An important issue to be considered is how to deal with lymphadenectomy, as draining lymph nodes are critical sites for T-cell priming and antigen presentation. It is conceivable that if sufficient time is given between neoadjuvant immunotherapy and surgery, the function of draining lymph nodes would have been already accomplished, at least to some extent, by the time of lymphadenectomy.
It would also be of great interest if the neoadjuvant advantage is also to be seen with ablative radiotherapy, altering the so-called abscopal effects against micrometastatic disease. However, in the case of radiotherapy, other considerations must be kept in mind, such as immunogenic tumor cell death leading to the generation of an in situ vaccine to be potentiated by adjuvant or at least concomitant immunotherapy (10).
A question that remains is whether we have to actually choose between neoadjuvant or adjuvant immunotherapy. It is likely that the best approach would be to instigate combined immunotherapies encompassing both neoadjuvant and adjuvant treatments. For instance, we are conducting a clinical study in surgical cases of patients with glioblastoma multiforme to whom nivolumab is given both before and after neurosurgery (NCT02550249).
Following the provocative mouse studies in this issue (7), clinical trials are warranted that should compare adjuvant, neoadjuvant, and combined neoadjuvant plus adjuvant regimens. Neoadjuvant immunotherapy makes much sense and now has very strong comparative preclinical evidence to back it.
Disclosure of Potential Conflicts of Interest
I. Melero is a consultant/advisory board member for Alligator, Bristol-Myers Squibb, Lilly, Merck Serono, Novartis, and Roche.
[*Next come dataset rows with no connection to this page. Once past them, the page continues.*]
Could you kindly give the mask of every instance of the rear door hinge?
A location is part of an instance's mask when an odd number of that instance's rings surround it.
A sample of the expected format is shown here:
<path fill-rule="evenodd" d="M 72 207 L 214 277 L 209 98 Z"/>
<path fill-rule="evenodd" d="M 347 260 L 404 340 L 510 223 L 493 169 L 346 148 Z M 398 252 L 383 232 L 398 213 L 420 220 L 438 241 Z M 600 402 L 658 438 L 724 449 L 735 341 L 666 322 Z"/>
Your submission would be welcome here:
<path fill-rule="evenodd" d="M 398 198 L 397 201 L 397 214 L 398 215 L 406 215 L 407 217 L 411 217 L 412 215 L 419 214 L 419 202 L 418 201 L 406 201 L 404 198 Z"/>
No potential conflicts of interest were disclosed by the other authors.
Grant Support
This work was financially supported by grants from MICINN (SAF2011-22831 and SAF2014-52361-R). I. Melero was also funded by the Departamento de Salud del Gobierno de Navarra, Redes temáticas de investigación cooperativa RETICC, European Commission VII Framework and Horizon 2020 programs (AICR and PROCROP), SUDOE-IMMUNONET, Fundación de la Asociación Española Contra el Cáncer (AECC), Fundación BBVA, and Fundación Caja Navarra. M.E. Rodriguez-Ruiz receives a Rio Hortega contract from ISCIII.